The only way to communicate with voters was through laborious door-to-door canvassing. I visited thousands of households, but it was a fraction of the registered voters who receive the guide.

San Diego County charges half what Santa Clara County does. For a race like mine, the average cost was just under $3,500 for the 2022 general election.

Moreover, San Diego County’s candidate statement charges are a maximum, but Santa Clara County’s are a minimum. The county warned us candidates that we could be billed further, in an unknown amount. A document the county produced in response to a Public Records Act request I made shows the final assessment could have been $8,290.

At the same time it imposes these costs, Santa Clara County seems to know the situation is untenable. Accordingly, it covers the entire cost for county candidates. To run for supervisor costs $18,910 for a candidate statement, but the county pays the whole fee. Candidates pay nothing.

Similarly, the Santa Clara Valley Open Space Authority subsidizes all but $500 for candidates for its board of directors. It, too, recognizes the unaffordability of the county’s voter guide statements.

Moreover, it’s been arranged that candidates for judgeships pay 1% of the incumbent judge’s salary, or about $2,250 to $2,750. The judiciary has persuaded the authorities that the fees would otherwise be too high for judicial candidates. A judicial candidate’s entire fee is about half of a single item for my Assembly District 25, namely $5,114 for printing costs.

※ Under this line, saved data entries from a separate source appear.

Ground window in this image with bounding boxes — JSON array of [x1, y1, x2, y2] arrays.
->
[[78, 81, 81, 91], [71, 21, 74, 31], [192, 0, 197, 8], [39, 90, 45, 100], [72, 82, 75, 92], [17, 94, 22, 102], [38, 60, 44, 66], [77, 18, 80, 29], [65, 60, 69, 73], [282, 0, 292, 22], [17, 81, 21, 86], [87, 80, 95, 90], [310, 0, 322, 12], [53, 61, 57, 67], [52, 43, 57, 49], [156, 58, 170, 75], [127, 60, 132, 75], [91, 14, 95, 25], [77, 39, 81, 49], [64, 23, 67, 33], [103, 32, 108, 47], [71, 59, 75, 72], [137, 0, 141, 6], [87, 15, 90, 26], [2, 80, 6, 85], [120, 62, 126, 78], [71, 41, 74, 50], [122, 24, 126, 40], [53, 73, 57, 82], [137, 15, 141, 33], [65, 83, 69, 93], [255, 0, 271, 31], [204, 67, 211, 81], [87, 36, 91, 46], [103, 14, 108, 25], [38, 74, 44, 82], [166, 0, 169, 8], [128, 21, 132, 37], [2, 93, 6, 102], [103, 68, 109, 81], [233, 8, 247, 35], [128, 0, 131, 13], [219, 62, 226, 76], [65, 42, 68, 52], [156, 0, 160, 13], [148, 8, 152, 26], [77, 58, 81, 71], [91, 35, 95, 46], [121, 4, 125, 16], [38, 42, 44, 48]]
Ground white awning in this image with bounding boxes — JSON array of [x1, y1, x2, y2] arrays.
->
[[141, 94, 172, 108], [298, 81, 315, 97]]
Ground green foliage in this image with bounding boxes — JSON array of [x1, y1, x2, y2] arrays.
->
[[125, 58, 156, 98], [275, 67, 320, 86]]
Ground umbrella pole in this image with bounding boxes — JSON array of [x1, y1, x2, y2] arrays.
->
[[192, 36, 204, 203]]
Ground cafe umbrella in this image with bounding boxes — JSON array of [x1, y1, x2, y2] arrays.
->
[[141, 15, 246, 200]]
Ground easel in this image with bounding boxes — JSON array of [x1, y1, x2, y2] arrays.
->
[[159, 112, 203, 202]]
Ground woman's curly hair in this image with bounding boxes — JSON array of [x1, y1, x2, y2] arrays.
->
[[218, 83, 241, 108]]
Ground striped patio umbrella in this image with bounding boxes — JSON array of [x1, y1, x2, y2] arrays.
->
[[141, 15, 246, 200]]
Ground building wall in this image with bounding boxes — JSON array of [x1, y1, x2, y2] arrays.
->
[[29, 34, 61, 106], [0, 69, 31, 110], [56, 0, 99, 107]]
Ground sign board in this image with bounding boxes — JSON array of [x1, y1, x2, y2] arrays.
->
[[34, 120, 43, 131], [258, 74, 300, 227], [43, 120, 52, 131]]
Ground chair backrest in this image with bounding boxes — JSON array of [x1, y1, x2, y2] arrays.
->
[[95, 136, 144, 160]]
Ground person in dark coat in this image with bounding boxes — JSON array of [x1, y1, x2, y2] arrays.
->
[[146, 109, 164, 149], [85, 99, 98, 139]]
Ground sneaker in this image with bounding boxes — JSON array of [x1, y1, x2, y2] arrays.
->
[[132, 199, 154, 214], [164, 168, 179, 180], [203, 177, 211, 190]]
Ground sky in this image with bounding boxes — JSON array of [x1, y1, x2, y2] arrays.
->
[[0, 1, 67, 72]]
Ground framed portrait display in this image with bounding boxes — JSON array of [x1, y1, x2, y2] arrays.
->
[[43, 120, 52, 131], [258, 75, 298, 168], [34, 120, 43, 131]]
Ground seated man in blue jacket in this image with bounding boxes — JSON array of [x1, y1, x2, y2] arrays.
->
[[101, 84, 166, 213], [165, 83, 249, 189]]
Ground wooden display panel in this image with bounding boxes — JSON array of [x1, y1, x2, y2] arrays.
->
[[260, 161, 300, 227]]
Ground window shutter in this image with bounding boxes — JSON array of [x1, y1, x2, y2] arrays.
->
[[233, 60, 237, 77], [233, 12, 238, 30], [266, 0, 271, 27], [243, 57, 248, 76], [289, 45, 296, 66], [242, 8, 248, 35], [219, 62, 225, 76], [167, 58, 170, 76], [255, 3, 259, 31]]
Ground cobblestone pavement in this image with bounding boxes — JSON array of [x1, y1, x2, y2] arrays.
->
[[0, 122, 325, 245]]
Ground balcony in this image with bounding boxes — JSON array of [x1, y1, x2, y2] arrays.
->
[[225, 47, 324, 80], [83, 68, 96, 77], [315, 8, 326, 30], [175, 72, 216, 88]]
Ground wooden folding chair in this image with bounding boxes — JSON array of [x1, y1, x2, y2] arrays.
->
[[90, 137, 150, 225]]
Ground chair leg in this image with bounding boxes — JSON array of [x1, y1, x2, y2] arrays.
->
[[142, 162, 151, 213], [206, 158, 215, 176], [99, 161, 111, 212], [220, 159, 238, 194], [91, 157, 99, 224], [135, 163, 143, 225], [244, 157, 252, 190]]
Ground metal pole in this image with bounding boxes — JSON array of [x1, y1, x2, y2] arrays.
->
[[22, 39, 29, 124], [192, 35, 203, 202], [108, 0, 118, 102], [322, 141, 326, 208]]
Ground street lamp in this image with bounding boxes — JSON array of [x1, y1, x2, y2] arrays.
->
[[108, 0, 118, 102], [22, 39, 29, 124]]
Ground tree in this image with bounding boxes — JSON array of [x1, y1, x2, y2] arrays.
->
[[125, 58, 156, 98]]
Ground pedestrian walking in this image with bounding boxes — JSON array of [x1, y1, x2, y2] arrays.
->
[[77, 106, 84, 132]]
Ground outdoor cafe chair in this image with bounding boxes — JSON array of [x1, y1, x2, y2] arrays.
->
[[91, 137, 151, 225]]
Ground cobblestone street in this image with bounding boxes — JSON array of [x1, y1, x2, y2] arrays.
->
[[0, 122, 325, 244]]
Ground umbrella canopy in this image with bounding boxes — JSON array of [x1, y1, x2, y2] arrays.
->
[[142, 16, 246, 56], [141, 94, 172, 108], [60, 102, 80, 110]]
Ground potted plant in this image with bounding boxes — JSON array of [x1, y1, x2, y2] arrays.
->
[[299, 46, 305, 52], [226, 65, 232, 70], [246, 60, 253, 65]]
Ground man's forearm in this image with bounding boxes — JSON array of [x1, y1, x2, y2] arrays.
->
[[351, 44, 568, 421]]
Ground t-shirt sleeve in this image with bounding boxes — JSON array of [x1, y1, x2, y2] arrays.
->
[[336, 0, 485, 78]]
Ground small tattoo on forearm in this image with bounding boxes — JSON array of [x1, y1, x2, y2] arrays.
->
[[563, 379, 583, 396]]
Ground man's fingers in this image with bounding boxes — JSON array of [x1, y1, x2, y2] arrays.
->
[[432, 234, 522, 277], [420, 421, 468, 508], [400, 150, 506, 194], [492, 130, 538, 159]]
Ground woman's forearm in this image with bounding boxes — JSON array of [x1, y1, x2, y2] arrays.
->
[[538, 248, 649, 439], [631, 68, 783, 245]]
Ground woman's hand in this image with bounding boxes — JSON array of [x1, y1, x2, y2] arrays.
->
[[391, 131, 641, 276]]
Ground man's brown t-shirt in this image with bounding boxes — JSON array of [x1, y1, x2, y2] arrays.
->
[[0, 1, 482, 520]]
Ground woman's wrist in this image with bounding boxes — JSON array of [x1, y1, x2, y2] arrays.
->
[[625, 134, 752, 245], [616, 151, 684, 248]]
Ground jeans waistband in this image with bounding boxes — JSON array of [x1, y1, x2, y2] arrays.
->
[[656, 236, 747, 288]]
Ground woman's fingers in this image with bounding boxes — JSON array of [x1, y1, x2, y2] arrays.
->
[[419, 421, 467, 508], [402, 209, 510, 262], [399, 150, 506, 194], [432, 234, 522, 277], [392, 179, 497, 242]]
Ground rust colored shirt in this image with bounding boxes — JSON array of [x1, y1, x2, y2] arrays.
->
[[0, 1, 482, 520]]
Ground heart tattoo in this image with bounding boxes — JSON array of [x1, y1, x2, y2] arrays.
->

We should be encouraging qualified candidates to run for federal, state and local offices, even if not backed by a lot of money. The high fee schedule discourages these things. The voter guide should further democracy, not be an impediment to it.

I addressed the Santa Clara County Board of Supervisors about this issue on May 16. Although I hope the county will find a solution, I am mindful of the ancient curse, “May you get what you wish for.” In future elections, a lower cost to candidates may mean that I have several opponents rather than the one I had in 2022. But I’ll take my chances rather than pay what could approach $20,000 to appear in the 2024 primary and general election voter guides.

Ted Stroll is a retired judicial staff attorney and president of the Sustainable Trails Coalition, a nationwide mountain biking advocacy organization. He’s been a San Jose resident since 2007.